The content stream ordering check is the highest-confidence signal and should gate the entropy check. An image placed after all text operators on a page cannot be a background by definition.
---
## 9. Suppression Policy
Three disposition options apply per detected watermark element:
**(a) Exclude from text output entirely.** Default for pure decorative elements (graphic Form XObjects, background images, transparent non-text spans). No representation in the output text stream.
**(b) Include with `zone: "watermark"` label.** The watermark text span is included in the main text stream but tagged so callers can filter it. Useful when the caller needs to be aware of what the document says (e.g., "DRAFT") without mistaking it for body text.
**(c) Include with `visible: false`.** The span is present in the structured output but excluded from any plain-text serialization.
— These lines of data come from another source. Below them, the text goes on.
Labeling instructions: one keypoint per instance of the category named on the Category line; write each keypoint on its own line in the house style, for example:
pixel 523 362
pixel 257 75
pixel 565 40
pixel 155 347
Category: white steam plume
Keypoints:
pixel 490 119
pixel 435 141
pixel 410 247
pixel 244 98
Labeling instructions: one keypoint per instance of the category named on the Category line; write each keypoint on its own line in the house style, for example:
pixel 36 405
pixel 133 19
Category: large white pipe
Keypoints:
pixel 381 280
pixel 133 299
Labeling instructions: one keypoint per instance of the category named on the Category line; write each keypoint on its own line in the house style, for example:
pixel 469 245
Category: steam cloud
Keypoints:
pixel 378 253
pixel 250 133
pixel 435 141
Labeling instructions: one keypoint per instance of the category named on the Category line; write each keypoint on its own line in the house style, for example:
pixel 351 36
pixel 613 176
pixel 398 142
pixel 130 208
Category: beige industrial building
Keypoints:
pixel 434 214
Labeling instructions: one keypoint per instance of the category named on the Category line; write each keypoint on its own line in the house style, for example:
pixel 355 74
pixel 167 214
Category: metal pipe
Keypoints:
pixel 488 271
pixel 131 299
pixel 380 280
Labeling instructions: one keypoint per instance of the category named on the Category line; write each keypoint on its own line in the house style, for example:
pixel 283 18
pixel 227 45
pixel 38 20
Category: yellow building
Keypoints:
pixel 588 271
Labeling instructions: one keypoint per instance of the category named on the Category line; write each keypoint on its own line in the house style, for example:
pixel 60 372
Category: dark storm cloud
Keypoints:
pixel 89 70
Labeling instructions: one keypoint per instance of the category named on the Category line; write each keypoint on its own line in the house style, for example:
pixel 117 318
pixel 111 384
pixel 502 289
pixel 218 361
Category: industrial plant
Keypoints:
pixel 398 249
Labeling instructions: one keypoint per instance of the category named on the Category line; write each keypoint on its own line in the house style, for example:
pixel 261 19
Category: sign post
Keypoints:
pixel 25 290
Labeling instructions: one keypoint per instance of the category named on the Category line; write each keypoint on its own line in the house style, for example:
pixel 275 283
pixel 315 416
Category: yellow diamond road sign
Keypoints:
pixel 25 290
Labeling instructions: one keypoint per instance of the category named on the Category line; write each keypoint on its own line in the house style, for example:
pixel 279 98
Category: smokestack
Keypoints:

Callers querying the structured representation can access it; plain-text users cannot.
The caller controls behavior via:
```rust
pub struct ExtractionOptions {
pub include_watermarks: bool, // default: false
pub watermark_zone_label: bool, // default: true (when include_watermarks = true)
}
```
For scanned pages, inpainting is unconditional it happens before OCR regardless of the output policy.
---
## 10. Output Structure
Each page's output includes a `watermarks` array:
```rust
pub struct WatermarkRecord {
pub kind: WatermarkKind, // Text | Image | FormXObject
pub text: Option<String>, // populated for text watermarks
pub bbox: Rect,
pub alpha: Option<f32>, // None if detected by repetition or color
pub detection_method: DetectionMethod,
pub page_indices: Vec<usize>, // pages where this watermark was detected
}
pub enum DetectionMethod {
Transparency, // ca < 0.5
Repetition, // same position on > 80% of pages
ColorContrast, // WCAG contrast < 2.0
OcgLayer, // marked inside a background OCG
RasterDetection, // connected component or Hough on scan
}
```
Text spans that are included in the main stream despite being watermarks carry:
```rust
pub struct TextSpan {
// ...
pub zone: Option<ZoneLabel>, // Some(ZoneLabel::Watermark) when applicable
pub visible: bool,
}
```
The `watermarks` array is populated even when `include_watermarks: false` callers can always inspect what was suppressed without requesting its inclusion in the text stream.